Familial mayhem in two volumes

Incest, filicide, mariticide, and all other sorts of parricide and scheming — and yet this novel is the opposite of riveting. To be honest, I’m not sure if I, Claudius can rightly be called a novel at all. It’s a bare bones rendering of events, dry as a 19th century history textbook.

Which is a great pity because there is plenty of good story material in there. What it needs though is dramatization. It needs someone like George R. R. Martin to rewrite the whole thing, to add flesh to those bare bones, and to make the reader care for all those suckers being poisoned, smothered, and starved to death by their next of kin. Graves doesn’t manage it. All he manages is a thorough and detailed information dump, with no emotions or character development. There is an advice commonly given to aspiring writers: do your research but don’t bother your readers with it. Clearly no one pointed it out to Robert Graves.

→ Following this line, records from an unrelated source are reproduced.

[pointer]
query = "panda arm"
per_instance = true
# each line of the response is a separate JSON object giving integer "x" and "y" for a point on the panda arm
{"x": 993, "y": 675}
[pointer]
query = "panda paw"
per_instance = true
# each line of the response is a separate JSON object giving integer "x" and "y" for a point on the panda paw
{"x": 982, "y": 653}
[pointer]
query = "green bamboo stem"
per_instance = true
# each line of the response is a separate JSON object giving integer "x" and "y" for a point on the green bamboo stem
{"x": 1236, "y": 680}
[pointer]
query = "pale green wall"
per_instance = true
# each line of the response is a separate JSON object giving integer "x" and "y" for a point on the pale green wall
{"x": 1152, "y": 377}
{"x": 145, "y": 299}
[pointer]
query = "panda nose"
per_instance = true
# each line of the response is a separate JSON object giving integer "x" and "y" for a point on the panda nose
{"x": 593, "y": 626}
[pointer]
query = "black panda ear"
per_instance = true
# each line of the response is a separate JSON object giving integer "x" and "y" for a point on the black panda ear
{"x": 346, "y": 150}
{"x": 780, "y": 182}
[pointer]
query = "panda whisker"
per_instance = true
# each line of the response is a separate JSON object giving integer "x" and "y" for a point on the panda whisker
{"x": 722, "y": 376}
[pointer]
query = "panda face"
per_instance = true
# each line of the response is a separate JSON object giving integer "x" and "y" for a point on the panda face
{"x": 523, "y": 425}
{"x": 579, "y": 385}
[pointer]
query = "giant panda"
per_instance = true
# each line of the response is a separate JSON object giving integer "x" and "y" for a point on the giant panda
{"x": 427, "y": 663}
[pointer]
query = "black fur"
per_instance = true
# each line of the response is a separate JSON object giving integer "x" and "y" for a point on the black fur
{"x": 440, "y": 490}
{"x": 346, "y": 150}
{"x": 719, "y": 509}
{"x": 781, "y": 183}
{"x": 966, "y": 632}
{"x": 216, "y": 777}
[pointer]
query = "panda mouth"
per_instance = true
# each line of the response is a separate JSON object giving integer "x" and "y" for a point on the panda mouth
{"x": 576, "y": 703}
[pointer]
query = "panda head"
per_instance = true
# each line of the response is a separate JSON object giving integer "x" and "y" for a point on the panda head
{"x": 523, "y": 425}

Of course it could be that the book has simply aged badly. After all, I, Claudius is almost a century old. That what readers in the thirties found captivating, might not necessarily satisfy contemporary tastes.

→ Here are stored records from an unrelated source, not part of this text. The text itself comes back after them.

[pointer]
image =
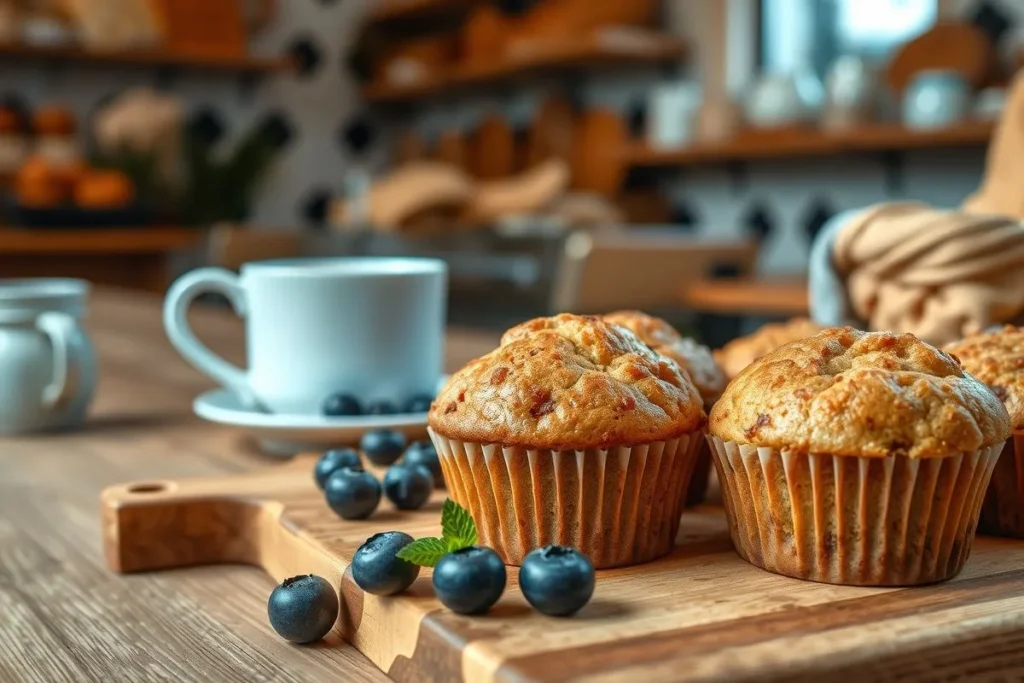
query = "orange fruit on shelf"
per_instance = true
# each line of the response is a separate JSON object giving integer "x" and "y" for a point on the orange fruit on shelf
{"x": 103, "y": 189}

Personally, I find that if your novel requires a whole volume of introduction (which I, Claudius is — a long, long preface to Claudius the God), then there is something seriously wrong with your story structure. Please excuse my presumption, but had I been the editor who read Graves’ manuscript, I would have crossed out some eighty percent of the text and advised the author to develop the remaining twenty into a more compelling narrative.